# Assignment 4

## Preferred Directions of Spiking Neurons

In this assignment your task is to write code to analyse a real dataset. You will have to deal with tasks like:

- loading in data from multiple files
- computing various things for each file
- potentially incorporating someone else's code (mine) into your analyses
- combining these computations across all files
- displaying results graphically

### The Data

The data come from an experiment in which extracellular potentials were recorded from an electrode inserted in layer 5 of primary motor cortex, during a visually guided arm reaching task (Scott et al., 2001, Gribble & Scott, 2002).

The task was to move the hand from a central start target to one of 8 peripheral targets spaced around the circumference of a circle (importantly the spacing was not equal). Each target was presented in random order, and movements to each of the 8 targets were repeated 5 times.

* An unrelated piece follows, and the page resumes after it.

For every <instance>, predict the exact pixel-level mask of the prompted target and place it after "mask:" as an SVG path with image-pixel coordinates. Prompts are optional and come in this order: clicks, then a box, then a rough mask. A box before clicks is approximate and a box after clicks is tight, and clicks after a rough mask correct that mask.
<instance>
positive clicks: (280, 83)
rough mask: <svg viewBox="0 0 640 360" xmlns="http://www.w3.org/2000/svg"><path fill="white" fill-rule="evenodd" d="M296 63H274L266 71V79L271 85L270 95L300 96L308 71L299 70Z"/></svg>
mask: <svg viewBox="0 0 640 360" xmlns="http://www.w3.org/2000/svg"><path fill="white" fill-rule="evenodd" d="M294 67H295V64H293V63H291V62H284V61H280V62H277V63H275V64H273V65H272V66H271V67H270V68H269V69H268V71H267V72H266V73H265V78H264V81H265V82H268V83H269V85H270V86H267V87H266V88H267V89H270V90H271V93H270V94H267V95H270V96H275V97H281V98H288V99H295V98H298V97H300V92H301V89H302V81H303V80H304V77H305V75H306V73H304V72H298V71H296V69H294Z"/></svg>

For each movement to each target, **two quantities** were computed:

- the mean number of spikes per second over a window starting 150 ms before movement onset (as defined by the acceleration of the hand) and ending at peak hand velocity, and
- the movement direction (in radians) of the hand at peak acceleration

Here we will consider data recorded from 100 neurons. For each neuron
we have two files — one file contains the movement direction data
and a second file contains the neural firing data. For example, for
neuron `001`

we have:

cell_dirs_001.txt

8.4748542e-01 1.1952706e+00 1.7959900e+00 3.2095020e+00 4.2338855e+00 4.7988962e+00 5.4260935e+00 5.7792185e+00 8.8519623e-01 1.1456351e+00 1.8273681e+00 3.2718287e+00 4.1625064e+00 4.6994474e+00 5.5492588e+00 5.9753649e+00 8.4209505e-01 1.2769631e+00 1.6570527e+00 3.2343219e+00 4.3258268e+00 4.7441638e+00 5.5040137e+00 5.9171973e+00 7.4938015e-01 1.1950453e+00 1.5838486e+00 3.1628027e+00 4.2176710e+00 4.6306195e+00 5.4205861e+00 5.7437683e+00 8.0512714e-01 1.2494470e+00 1.7365013e+00 3.2258285e+00 4.2583196e+00 4.7343349e+00 5.3612792e+00 5.8834072e+00

cell_spks_001.txt

1.0000000e-12 2.6315789e+00 2.2471910e+00 5.2747253e+01 6.9662921e+01 5.2500000e+01 3.7362637e+01 2.6262626e+01 2.8169014e+00 2.5316456e+00 6.5217391e+00 4.1304348e+01 6.1728395e+01 6.2068966e+01 3.3684211e+01 1.9801980e+01 5.4054054e+00 1.0000000e-12 1.0000000e-12 2.8235294e+01 7.4074074e+01 5.5172414e+01 3.3663366e+01 2.2448980e+01 5.2631579e+00 1.0000000e-12 2.4096386e+00 3.5555556e+01 7.7272727e+01 7.3563218e+01 3.7254902e+01 1.6494845e+01 4.9382716e+00 2.5974026e+00 4.7619048e+00 4.5360825e+01 7.6923077e+01 7.1604938e+01 3.4042553e+01 1.9417476e+01

For neuron `001`

we have 5 movements (rows) to each of 8 targets
(columns). The file `cell_dirs_001.txt`

contains the direction of hand
movement (in radians) for each of the 20 movements, and the file
`cell_spks_001.txt`

contains the mean activity (spikes per second)
over a window beginning 150 ms before movement onset and ending at
peak hand velocity.

Here is a graphical depiction of the data for neuron `001`

:

Here is some sample MATLAB code to load in cell 001, plot the data, and compute the preferred directions of each of the 5 trials: code/plate_sample_code.m.

### The Goal

The goal here is to compute the **preferred direction** of each neuron
— that is, the direction of movement for which the neuron fires most
enthusiastically (most spikes per second) — and to conduct a
statistical test of whether each neuron is in fact directionally
tuned.

The ultimate goal is to look at the **distribution of preferred
directions** across the population of directionally tuned neurons to
see if all movement directions are equally represented.

### The Analyses

Computing the preferred direction of a neuron is relatively easy, in
cases where the movement directions are spaced equally around the unit
circle. In the so-called *vector method*, all we have to do is sum
together individual vectors whose directions represent the directions
of movements and magnitudes (vector lengths) represent the spiking
rate in those directions. The direction of the resulting vector sum
will represent the preferred direction of the neuron. See
Georgeopoulos et al., 1986 & 1988 for an example:

Georgopoulos, A. P., Schwartz, A. B., & Kettner, R. E. (1986). Neuronal population coding of movement direction. Science, 233(4771), 1416-1419.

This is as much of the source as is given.